There are things that must be fixed, and quickly, especially as the UFC goes again on Wednesday and again on Saturday. While it is laudable that White feels the urge to get sports back on the air for the sake of the country, he also has a responsibility to send an appropriate message of care.
Those things notwithstanding, UFC 249 deserves to go down as pretty spectacular entertainment — and no one was asking for their pay-per-view fee back because they felt they’d been shortchanged by the lack of crowd noise.
Though it must be said that not every sport is equal in its reliance on crowd authenticity, the ones that are best set up for silent stadia, probably, are the ones that are first to come back. We now know the UFC, despite putting vast resources into building its in-stadium experience into something electrifying over the years, can get by just fine.
NASCAR will likely find the same, for as devoted and passionate as stock car fans are, you’ve always got the noise of screaming engines to provide some ambience. And golf, truthfully, can do without it. Even shorn of the baying masses, the Ryder Cup would still make for great television. The roar of the Masters gallery on an Augusta Sunday is wonderful, but if you’ve watched much golf, you’ve watched plenty of quiet rounds, too. Heck, the sport has people designated to hold up signs asking for peace.

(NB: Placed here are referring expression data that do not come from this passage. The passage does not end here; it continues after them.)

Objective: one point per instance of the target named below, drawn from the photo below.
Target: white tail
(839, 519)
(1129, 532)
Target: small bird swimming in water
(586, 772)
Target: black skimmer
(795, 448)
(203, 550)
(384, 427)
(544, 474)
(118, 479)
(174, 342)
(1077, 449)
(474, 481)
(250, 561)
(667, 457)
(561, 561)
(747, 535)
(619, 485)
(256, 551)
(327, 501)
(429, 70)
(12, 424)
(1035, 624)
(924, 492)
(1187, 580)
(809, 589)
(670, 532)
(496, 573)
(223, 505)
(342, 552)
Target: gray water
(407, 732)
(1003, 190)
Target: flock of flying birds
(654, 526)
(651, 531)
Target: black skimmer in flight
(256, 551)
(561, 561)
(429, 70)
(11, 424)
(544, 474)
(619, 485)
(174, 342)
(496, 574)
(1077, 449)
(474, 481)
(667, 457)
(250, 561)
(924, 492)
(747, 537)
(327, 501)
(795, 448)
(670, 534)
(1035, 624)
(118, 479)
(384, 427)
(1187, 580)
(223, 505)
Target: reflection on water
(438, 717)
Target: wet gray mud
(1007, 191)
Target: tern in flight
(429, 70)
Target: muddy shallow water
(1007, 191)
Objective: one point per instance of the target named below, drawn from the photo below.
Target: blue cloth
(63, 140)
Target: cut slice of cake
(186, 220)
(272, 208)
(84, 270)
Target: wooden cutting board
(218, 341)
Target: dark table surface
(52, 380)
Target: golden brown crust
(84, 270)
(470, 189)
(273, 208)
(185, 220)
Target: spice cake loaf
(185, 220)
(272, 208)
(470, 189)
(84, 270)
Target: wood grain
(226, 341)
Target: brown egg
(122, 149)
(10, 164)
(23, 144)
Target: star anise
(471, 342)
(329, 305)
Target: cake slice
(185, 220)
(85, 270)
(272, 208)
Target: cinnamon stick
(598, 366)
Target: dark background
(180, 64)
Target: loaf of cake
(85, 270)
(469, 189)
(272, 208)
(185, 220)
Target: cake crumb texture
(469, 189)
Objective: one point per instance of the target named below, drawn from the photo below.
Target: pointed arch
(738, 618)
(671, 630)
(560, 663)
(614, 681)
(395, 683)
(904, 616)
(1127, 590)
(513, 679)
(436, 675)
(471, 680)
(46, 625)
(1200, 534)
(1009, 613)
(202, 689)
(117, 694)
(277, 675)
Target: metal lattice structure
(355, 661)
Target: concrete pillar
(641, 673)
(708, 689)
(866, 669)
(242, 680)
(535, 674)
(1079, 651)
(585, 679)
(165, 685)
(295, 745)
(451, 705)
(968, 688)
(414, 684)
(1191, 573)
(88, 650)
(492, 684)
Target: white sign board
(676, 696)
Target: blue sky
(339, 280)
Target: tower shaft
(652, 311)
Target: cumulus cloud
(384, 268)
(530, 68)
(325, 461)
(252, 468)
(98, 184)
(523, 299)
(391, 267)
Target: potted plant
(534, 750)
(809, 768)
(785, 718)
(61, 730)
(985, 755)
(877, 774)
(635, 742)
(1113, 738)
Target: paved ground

Baseball would probably be okay due to its pacing, while hockey without supporters could be fine if the arena sound effects are handled well.
Pro football, college football, soccer and basketball are presented with more of a conundrum. They are more tribal in nature and, with the first three, are played out over big spaces of turf. Yet already around the world, various solutions are cropping up, with cardboard cutouts and photoshopped fan faces, plus an app that allows supporters to add cheers, claps or boos to the stadium audio with the swipe of a finger.
Depending on how things are when those activities return, such fallbacks could be a welcome compromise. It is hard to imagine an NFL game taking place in a silent venue — but then again, it was hard to imagine the same thing about a UFC fight just a few days ago.
There’s no real answer here, because we don’t know what will happen next, or how sports will react, and how we will react to their reaction. Society has shown a ton of adaptability and resiliency throughout this whole thing.
Getting used to a tweak in the way we watch the games we love, having been denied them for so long, is perhaps trivial by comparison.